A car became stuck on a neon-yellow “slow street” concrete barrier in Vancouver, Canada, as shown in photo posted Thursday by local radio show host Jill Bennett, who complained that the highly visible traffic measures were creating “chaos” on the city’s streets.
“Hey @CityofVancouver this is second incident I’ve seen caused by these useless ‘slow street’ barricades installed last month. They don’t slow down traffic; they cause crashes and traffic chaos,” Bennett tweeted.
Hey @CityofVancouver this is second incident I’ve seen caused by these useless ‘slow street’ barricades installed last month. They don’t slow down traffic; they cause crashes and traffic chaos. pic.twitter.com/A4xZOwMCGi
— Jill Bennett (@jillreports) March 23, 2023
Multiple Twitter users disagreed with Bennett, with one suggesting that the motorist whose vehicle ended up teetering on top of the barrier deserved that fate: “This is the best endorsement of slow street barriers I’ve ever seen. Just delicious!”

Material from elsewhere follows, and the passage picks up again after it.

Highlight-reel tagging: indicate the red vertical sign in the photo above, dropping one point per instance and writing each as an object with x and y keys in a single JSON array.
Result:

Another user expressed a similar sentiment. “Hi Jill, what you see in this picture is ‘consequences’ and ‘someone who should have slowed down’ and ‘someone who WAS slowed down’ and ‘a potential pedestrian life saved.’ Hope this helps!” he wrote.
Hi Jill, what you see in this picture is “consequences” and “someone who should have slowed down” and “someone who WAS slowed down” and “a potential pedestrian life saved.” Hope this helps!
— Philip Bunn (@PhilipDBunn) March 24, 2023
A third user questioned how fast the driver would “need to be going to get that far over a barrier” before coming to a stop. “Asking for the roughly 8,000 pedestrians that get killed in crashes every year,” the user added.
The City of Vancouver began installing “slow street” barriers during the pandemic, City News Everywhere reported. The original orange, plastic barriers were installed on local streets as a safety measure, so that drivers entering from a busier street were forced to slow down, according to Katherine Glasgow, branch manager of Community Transportation for the City of Vancouver. “This is kind of a new traffic calming tool, in our toolbox, so to speak,” Glasgow continued.
In January, the city announced that the temporary plastic barriers would be replaced with permanent concrete ones.
Andy Yan, director of Simon Fraser University’s City Program, told City News there is a need for this program as Vancouver transitions from a city “dominated by the automobile into something that deals with much more sustainable modes of transportation.” (RELATED: Tucker Carlson Rips Justin Trudeau For Using Covid-19 Pandemic To Push Social Controls)
The new barriers are also expected to lower road maintenance costs, Glasgow told City News. The city planned to spend $200,000 to install the new concrete barriers on 42 local streets throughout Vancouver, the outlet reported in January.